La série est actuellement diffusée en Chine en dialecte de Shanghai, mais a été doublée en mandarin pour la télévision nationale. Le dialecte de Shanghai est aujourd’hui quasiment disparu, selon Micky Lee, professeure à l’Université Suffolk.
Adaptation
« Fan Hua » est basée sur un roman de Jin Yucheng publié en 2012. Wong Kar-wai aurait été inspiré par les expériences similaires vécues par le frère et la sœur de l’auteur. Le réalisateur a toujours été nostalgique de son enfance à Shanghai, où il a vécu jusqu’à l’âge de 5 ans.
Rééditions multiples
Wong Kar-wai envisage de faire une version cinématographique de « Fan Hua » qui pourrait être présentée au Festival de Cannes en mai prochain. Il prévoit également de rééditer la série en fonction des commentaires des téléspectateurs chinois. Le réalisateur est connu pour être perfectionniste et a déjà sorti plusieurs versions de ses films par le passé.
L’ours de Taïwan
Malgré la répression à Hong Kong, Wong Kar-wai travaille maintenant en Chine communiste. Son dernier film, « Grand Master », a d’ailleurs été financé par des capitaux chinois. Le réalisateur a rarement fait des gestes politiques, mais il a sorti son film « Happy Together » juste avant la rétrocession de Hong Kong en 1997, car il savait que le sujet homosexuel serait plus compliqué sous le régime communiste.

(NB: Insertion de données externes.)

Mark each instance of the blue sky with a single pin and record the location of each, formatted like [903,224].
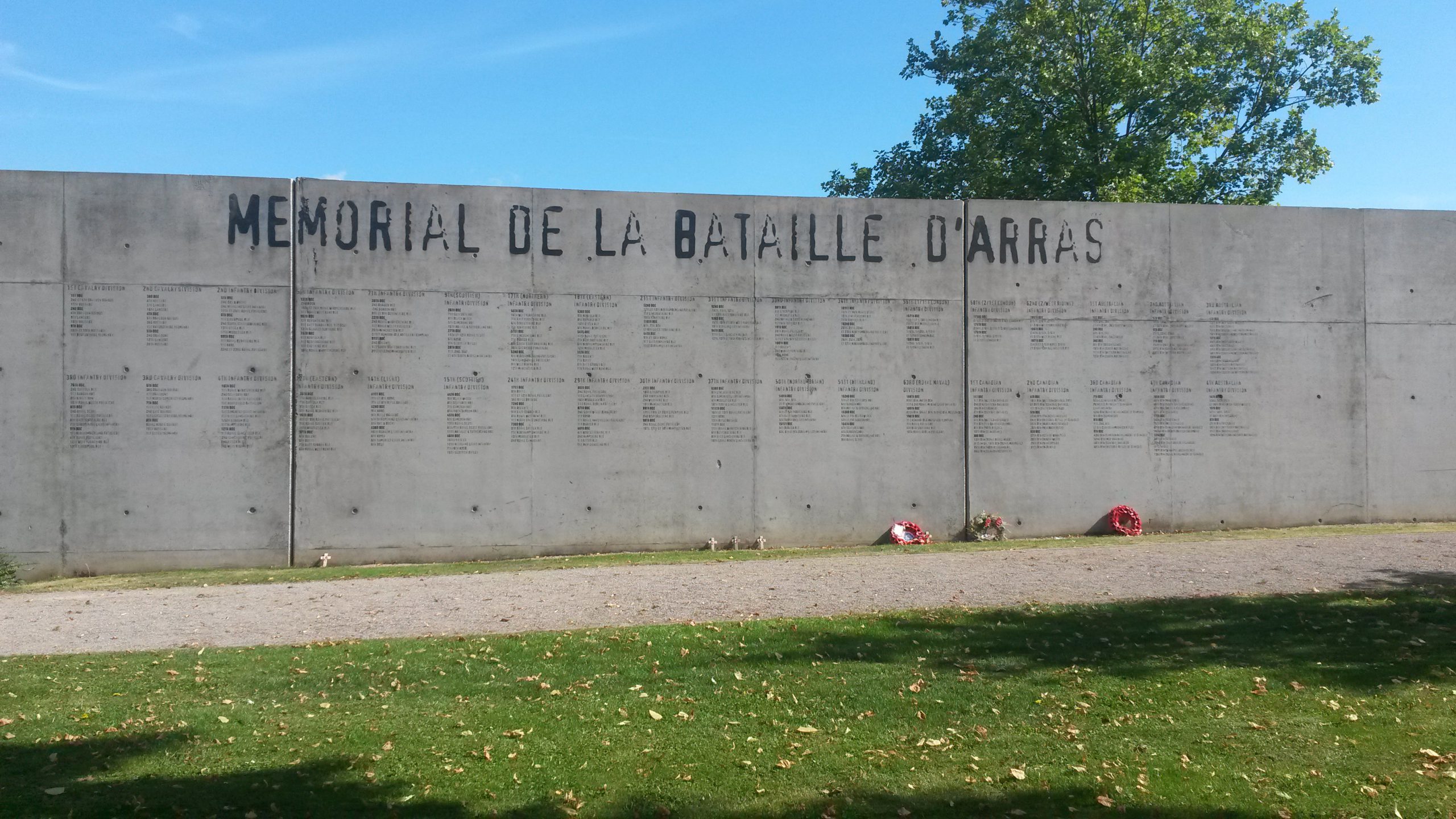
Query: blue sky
[747,97]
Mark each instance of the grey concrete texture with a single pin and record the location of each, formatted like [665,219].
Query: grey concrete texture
[1226,388]
[490,372]
[622,371]
[146,384]
[516,602]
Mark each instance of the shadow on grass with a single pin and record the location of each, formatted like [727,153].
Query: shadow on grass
[85,768]
[1359,637]
[92,773]
[942,804]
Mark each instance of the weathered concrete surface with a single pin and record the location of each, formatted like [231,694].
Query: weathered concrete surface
[1411,379]
[31,410]
[495,372]
[1064,353]
[584,598]
[622,371]
[1207,369]
[177,374]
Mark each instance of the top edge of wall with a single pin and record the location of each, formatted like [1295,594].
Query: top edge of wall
[702,195]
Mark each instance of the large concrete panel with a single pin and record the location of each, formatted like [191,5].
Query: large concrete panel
[1267,423]
[859,410]
[31,208]
[1410,258]
[601,371]
[1068,354]
[31,424]
[31,213]
[1223,390]
[152,229]
[1238,263]
[1411,395]
[177,374]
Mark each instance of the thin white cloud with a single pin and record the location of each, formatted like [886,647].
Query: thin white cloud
[251,78]
[261,76]
[565,38]
[184,25]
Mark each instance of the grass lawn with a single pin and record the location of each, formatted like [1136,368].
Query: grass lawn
[233,576]
[1238,707]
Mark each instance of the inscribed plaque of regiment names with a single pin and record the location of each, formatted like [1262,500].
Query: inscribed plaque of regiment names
[495,371]
[175,372]
[1203,365]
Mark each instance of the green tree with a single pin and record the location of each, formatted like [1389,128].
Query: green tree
[1181,101]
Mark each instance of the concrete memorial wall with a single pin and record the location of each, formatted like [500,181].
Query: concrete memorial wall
[1200,363]
[146,408]
[500,372]
[250,372]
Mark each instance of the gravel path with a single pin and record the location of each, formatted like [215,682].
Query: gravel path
[576,598]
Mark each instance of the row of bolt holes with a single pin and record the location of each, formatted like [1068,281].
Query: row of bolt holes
[477,507]
[251,511]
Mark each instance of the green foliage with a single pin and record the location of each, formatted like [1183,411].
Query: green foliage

« Grand Master » a remporté le prix du meilleur film au festival du film de Taïwan en 2013, mais depuis, le gouvernement chinois a interdit à ses cinéastes de participer à ce festival. Wong Kar-wai préfère donc continuer à bénéficier du financement chinois pour ses films plutôt que de recevoir des récompenses à Taïwan.